Statistical Utilities

causationentropy.core.stats.auc(TPRs, FPRs)[source]

Compute Area Under the ROC Curve (AUC) using trapezoidal integration.

The Area Under the Curve provides a single scalar measure of classifier performance across all classification thresholds. It is computed as:

\[\text{AUC} = \int_0^1 \text{TPR}(\text{FPR}) \, d(\text{FPR})\]

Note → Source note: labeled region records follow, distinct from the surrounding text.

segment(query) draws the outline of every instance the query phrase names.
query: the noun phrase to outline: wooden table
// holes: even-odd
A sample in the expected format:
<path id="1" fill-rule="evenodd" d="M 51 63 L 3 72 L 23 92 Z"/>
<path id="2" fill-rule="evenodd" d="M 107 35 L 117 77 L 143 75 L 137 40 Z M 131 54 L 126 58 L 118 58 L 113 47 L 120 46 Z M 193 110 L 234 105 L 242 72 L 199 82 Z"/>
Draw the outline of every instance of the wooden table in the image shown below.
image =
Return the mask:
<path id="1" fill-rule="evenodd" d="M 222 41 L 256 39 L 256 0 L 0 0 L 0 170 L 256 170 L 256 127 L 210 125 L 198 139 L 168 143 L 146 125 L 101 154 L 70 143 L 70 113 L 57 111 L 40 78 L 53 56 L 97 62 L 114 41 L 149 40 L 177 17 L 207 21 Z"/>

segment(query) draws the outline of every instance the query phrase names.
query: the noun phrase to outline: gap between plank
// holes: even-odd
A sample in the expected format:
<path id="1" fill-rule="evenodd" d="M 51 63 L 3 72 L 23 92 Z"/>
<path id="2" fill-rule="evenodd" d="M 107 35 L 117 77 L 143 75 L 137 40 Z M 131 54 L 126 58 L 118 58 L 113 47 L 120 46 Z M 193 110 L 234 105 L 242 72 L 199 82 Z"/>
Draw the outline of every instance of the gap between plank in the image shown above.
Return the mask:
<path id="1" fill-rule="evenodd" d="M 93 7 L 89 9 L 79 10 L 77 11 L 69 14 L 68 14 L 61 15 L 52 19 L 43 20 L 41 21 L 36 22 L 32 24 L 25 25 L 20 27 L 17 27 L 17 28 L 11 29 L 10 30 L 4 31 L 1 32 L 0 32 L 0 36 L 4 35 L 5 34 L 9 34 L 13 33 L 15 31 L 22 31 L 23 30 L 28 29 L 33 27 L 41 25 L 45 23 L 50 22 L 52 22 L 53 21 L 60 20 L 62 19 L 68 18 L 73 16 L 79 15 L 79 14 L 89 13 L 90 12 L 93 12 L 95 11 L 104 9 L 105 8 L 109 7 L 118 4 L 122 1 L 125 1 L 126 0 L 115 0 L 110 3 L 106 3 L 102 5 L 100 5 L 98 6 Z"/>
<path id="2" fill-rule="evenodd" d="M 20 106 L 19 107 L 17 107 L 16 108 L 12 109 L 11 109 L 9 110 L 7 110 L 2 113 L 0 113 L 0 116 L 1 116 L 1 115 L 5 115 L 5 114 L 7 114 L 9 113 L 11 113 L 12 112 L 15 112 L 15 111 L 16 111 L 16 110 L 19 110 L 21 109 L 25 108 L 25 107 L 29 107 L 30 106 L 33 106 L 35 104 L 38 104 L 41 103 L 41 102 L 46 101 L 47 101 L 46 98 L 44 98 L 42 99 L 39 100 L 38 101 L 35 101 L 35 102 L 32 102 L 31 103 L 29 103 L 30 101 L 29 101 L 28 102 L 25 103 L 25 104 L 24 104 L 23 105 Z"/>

where TPR (True Positive Rate) and FPR (False Positive Rate) define the ROC curve. The integral is approximated using the trapezoidal rule:

\[\text{AUC} \approx \sum_{i=1}^{n-1} \frac{1}{2}[\text{TPR}_i + \text{TPR}_{i+1}][\text{FPR}_{i+1} - \text{FPR}_i]\]

Parameters:

TPRs (array-like) – True Positive Rates (sensitivities) corresponding to different thresholds. Should be sorted in ascending order of FPR.
FPRs (array-like) – False Positive Rates (1 - specificities) corresponding to different thresholds. Should be sorted in ascending order.

Returns:

AUC – Area under the ROC curve. Values range from 0 to 1, where: - 0.5: Random classifier performance - 1.0: Perfect classifier performance - 0.0: Perfectly wrong classifier (can be inverted)

Return type:

float

Notes

The AUC metric provides several interpretations:

Probabilistic: Probability that a randomly chosen positive instance ranks higher than a randomly chosen negative instance
Geometric: Area under the ROC curve in TPR-FPR space
Performance: Single-number summary of classifier quality across thresholds

Advantages: - Scale-invariant: Measures prediction quality regardless of classification threshold - Aggregated: Provides performance summary across all thresholds

Limitations: - Can be overly optimistic for imbalanced datasets - Doesn’t reflect class distribution in deployment - May not align with specific cost considerations

Examples

>>> import numpy as np
>>> from causationentropy.core.stats import auc
>>>
>>> # Perfect classifier
>>> tpr_perfect = np.array([0, 1, 1])
>>> fpr_perfect = np.array([0, 0, 1])
>>> print(f"Perfect AUC: {auc(tpr_perfect, fpr_perfect)}")
>>>
>>> # Random classifier
>>> tpr_random = np.array([0, 0.5, 1])
>>> fpr_random = np.array([0, 0.5, 1])
>>> print(f"Random AUC: {auc(tpr_random, fpr_random)}")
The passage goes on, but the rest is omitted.